Malignant transformation during latent period
Could tumefactive demyelination have transformed into B-cell lymphoma ? In our patient, the radiographic appearance of the lesion changed in conjunction with the biopsy results, suggesting that the lesion itself may have histologically evolved. It has been hypothesized that lymphocytes may become entrapped in the brain following an inflammatory response and may later undergo malignant transformation [2, 12]. However, patients with inflammatory diseases of the CNS have not been shown to have an increased incidence of PCNSL , although there is a well-described increased incidence of lymphoma in patients with systemic inflammatory diseases .
Disruption of anti-tumor immune response by corticosteroids
Could the T-cell infiltrates in the initial biopsy have represented a cell-mediated immune response against the lymphoma, thereby masking a diagnosis of PCNSL [4, 11]? This hypothesis would predict that when the host immune system is disrupted by intermittent or prolonged corticosteroid therapy, a “suppressed” neoplastic B-cell clone could emerge from lymphocytic infiltrates .

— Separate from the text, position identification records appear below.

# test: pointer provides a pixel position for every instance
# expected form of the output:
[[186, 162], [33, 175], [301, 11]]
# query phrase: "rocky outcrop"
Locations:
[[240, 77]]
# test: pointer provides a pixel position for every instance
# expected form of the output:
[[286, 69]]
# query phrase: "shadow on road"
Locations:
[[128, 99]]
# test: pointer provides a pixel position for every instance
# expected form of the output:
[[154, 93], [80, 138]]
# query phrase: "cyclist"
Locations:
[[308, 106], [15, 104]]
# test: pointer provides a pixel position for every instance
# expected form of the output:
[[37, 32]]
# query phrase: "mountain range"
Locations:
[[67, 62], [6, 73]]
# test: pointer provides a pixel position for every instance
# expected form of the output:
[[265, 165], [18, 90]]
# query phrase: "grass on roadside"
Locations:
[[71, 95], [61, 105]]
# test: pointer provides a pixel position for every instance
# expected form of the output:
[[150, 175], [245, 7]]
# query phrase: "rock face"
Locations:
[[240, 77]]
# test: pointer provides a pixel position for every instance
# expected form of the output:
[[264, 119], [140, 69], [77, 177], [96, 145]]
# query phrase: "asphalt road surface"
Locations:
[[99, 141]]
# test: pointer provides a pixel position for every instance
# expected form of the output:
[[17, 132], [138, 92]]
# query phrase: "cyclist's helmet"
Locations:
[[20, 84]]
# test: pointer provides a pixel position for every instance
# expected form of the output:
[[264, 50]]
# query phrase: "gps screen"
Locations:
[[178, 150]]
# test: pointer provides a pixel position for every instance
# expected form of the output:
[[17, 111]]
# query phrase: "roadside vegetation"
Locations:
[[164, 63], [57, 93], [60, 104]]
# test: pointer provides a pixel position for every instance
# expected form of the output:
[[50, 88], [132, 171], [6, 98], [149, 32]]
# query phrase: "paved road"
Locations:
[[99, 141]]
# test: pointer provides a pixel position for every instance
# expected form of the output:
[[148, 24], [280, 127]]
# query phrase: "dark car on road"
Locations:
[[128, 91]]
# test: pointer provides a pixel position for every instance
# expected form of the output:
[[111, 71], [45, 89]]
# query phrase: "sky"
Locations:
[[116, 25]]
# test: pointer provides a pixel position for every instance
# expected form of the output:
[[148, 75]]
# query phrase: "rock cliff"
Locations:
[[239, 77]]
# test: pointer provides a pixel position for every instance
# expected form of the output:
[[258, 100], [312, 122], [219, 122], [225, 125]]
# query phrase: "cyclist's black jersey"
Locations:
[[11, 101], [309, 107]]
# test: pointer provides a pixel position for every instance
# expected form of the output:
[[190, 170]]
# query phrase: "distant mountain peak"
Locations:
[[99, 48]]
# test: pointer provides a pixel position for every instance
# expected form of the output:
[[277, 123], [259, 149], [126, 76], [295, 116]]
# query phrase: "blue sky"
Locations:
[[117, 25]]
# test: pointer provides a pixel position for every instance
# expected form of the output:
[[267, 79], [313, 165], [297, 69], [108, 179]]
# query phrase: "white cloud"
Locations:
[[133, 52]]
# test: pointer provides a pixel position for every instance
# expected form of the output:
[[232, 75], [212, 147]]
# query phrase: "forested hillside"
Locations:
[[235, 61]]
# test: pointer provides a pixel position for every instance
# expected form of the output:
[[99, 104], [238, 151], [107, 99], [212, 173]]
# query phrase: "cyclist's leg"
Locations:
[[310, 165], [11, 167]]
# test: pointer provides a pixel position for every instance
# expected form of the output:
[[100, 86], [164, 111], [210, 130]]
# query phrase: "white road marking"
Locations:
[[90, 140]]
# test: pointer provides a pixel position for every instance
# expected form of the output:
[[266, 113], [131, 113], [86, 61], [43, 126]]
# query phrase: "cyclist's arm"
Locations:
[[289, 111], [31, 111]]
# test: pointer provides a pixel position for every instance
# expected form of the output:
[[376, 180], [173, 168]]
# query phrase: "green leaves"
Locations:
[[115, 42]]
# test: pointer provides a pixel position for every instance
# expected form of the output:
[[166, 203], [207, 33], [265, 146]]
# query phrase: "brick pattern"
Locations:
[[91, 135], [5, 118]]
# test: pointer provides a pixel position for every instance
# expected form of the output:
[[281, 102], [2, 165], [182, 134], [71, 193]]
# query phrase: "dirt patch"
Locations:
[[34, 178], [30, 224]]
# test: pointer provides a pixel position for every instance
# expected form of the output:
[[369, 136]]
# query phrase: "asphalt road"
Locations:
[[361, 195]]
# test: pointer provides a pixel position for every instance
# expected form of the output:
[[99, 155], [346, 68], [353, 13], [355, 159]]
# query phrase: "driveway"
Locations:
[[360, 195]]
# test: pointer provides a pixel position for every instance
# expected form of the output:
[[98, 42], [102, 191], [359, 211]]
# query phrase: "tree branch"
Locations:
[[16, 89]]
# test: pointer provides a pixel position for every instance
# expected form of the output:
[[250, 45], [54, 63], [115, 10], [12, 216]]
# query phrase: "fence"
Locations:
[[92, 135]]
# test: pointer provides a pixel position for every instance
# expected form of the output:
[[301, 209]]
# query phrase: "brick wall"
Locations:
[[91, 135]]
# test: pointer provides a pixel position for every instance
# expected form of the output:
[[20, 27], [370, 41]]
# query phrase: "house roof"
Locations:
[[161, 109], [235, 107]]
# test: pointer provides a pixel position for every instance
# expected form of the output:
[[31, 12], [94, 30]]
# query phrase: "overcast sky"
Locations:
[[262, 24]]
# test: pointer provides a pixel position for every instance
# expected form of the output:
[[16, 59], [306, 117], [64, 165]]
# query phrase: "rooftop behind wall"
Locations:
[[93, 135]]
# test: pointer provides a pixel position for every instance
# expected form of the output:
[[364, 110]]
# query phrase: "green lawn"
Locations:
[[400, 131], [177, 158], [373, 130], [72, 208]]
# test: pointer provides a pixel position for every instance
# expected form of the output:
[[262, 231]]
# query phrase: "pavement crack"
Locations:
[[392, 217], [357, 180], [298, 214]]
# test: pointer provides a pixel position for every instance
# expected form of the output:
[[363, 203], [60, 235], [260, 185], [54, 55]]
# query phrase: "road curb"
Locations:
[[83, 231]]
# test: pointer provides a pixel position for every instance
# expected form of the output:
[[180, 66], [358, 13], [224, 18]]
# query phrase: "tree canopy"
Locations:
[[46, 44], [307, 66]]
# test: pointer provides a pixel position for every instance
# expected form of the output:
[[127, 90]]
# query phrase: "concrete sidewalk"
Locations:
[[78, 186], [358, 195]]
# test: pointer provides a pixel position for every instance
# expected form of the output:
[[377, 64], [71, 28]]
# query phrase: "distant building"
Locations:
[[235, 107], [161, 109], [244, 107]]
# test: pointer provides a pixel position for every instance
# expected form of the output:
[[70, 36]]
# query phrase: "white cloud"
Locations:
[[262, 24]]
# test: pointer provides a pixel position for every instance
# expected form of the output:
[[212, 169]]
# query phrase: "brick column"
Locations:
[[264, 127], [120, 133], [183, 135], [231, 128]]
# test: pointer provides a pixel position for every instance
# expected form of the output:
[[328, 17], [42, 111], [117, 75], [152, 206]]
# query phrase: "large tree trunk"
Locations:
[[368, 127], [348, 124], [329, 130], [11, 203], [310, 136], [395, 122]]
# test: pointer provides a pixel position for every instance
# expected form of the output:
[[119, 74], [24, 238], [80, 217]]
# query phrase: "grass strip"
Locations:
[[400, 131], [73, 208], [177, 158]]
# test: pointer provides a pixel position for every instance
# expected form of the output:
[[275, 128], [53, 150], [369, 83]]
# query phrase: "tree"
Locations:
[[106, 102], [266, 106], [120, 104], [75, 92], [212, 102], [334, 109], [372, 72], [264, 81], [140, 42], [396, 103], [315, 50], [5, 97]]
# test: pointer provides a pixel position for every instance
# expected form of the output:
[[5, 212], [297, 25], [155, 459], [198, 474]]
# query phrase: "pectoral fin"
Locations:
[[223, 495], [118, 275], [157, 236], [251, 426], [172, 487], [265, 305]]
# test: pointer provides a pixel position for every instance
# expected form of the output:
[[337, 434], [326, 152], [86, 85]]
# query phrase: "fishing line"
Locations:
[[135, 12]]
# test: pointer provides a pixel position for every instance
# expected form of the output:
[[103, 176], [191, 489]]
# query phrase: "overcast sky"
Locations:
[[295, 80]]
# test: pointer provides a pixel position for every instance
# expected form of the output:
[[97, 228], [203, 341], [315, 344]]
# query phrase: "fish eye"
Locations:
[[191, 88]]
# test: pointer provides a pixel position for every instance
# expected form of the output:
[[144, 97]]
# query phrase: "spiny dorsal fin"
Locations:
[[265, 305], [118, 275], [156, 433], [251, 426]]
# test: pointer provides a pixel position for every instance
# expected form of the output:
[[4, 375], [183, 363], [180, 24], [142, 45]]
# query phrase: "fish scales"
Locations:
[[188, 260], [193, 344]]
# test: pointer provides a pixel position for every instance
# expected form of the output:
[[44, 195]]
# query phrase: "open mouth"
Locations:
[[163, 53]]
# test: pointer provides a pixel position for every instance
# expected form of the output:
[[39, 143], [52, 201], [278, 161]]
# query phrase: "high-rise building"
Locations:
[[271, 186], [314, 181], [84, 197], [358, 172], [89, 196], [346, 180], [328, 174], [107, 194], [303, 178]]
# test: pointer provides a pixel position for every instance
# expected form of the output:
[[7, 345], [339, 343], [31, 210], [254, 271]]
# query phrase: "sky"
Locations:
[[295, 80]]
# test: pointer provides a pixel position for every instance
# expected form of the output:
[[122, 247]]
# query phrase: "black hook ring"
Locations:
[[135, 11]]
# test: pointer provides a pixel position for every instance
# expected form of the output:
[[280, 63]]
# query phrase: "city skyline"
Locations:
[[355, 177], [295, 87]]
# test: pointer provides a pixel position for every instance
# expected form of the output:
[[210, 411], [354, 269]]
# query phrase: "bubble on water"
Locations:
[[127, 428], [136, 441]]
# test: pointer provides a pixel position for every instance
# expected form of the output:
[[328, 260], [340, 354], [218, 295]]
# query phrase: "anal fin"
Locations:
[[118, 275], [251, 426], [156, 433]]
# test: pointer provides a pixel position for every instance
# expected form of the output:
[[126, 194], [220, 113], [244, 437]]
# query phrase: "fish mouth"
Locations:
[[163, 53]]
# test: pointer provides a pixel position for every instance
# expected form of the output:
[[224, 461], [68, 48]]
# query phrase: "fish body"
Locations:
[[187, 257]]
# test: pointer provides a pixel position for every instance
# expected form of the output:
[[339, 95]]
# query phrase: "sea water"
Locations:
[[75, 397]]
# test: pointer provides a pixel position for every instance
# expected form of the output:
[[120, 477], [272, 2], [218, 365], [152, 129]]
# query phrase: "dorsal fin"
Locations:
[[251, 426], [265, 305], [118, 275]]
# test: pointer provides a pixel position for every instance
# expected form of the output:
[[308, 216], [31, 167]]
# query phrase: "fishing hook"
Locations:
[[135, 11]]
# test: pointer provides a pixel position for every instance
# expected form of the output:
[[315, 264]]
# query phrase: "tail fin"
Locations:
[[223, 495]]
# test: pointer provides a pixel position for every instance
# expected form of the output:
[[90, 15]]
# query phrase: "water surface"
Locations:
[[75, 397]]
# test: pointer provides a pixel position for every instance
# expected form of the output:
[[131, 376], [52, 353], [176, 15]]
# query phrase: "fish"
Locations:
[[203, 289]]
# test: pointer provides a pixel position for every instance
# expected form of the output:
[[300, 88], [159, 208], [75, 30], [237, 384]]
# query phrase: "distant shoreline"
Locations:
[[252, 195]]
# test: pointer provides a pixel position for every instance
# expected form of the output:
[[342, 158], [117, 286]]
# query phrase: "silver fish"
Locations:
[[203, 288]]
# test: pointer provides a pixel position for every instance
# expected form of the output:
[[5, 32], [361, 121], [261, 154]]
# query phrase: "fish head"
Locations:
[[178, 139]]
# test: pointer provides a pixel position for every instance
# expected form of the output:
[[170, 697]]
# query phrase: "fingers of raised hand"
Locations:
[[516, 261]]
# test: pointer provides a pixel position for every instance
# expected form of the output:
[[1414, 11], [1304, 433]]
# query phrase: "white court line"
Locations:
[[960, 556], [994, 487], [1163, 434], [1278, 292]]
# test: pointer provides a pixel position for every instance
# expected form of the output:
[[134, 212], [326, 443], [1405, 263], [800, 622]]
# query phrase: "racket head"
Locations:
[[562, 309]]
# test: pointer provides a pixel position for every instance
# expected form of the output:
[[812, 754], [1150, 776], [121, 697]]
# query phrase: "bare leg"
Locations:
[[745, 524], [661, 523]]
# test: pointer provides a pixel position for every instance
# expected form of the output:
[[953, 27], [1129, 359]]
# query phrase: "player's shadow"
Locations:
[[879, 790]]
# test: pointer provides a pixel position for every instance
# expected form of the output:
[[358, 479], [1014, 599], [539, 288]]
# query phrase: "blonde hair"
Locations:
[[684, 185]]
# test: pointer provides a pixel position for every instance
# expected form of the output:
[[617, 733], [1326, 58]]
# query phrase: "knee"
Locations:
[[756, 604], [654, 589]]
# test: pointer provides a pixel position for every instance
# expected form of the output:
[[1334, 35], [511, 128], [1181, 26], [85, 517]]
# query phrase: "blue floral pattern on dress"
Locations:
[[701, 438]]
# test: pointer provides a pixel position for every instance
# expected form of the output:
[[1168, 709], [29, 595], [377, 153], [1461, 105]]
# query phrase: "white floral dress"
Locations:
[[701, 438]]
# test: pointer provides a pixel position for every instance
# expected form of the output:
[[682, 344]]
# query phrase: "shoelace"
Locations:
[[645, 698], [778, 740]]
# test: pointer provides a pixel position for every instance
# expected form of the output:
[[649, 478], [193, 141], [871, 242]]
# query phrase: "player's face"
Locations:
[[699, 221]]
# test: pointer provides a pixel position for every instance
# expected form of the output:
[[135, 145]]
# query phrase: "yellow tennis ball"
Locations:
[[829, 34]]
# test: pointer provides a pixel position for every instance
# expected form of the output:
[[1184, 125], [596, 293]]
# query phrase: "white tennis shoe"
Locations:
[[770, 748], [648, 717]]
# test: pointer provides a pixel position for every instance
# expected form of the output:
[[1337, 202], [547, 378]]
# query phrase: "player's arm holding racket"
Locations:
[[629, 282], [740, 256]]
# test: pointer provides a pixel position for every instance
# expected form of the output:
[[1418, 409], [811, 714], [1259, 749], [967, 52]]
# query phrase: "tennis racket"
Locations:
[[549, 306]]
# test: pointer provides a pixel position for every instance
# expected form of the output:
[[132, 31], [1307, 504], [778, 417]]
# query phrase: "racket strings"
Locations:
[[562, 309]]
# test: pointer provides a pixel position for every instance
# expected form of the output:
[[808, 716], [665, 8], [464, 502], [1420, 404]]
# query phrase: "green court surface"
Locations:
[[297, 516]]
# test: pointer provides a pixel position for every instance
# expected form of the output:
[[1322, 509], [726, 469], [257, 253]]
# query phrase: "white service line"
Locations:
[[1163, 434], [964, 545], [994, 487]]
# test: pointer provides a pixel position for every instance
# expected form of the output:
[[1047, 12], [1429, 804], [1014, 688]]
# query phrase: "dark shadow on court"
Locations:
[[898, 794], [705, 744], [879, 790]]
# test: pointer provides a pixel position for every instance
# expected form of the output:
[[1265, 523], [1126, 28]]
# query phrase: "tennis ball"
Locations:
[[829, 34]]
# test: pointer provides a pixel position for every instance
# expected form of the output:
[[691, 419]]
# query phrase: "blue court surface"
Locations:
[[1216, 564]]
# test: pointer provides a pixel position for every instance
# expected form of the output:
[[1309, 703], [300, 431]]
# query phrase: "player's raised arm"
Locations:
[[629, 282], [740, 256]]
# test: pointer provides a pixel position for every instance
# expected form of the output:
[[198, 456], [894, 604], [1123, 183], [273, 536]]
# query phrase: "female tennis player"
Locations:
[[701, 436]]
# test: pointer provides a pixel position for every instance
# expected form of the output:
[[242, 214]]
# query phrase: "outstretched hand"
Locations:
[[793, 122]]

The observation that the presence of non-malignant infiltrates consisting predominantly of T-cells correlates with improved survival in follicular lymphoma and reports of spontaneous regression of lymphoma in immunocompetent individuals support the existence of a suppressive cell-mediated anti-tumor response [16–18].
Masking of diagnosis by corticosteroids
Did treatment with corticosteroids mask the presence of malignant B cells? Many B-cell lymphomas, including PCNSL, are steroid-responsive [2–4, 17, 19, 20], whereas activated T-cells may be relatively protected from glucocorticoid-induced apoptosis [11, 17]. Selective survival of a few steroid-resistant B-cell clones following corticosteroid administration could explain the “missing” B-cells on the initial biopsy, diminishing steroid responsiveness over time, and ultimately, the emergence of steroid-resistant B-cell infiltrates on repeat biopsy. A recent retrospective study examining approximately 1000 cases of PCNSL suggested that the effects of corticosteroid treatment preceding biopsy rendered accurate diagnosis from biopsy impossible in up to 50 % of cases .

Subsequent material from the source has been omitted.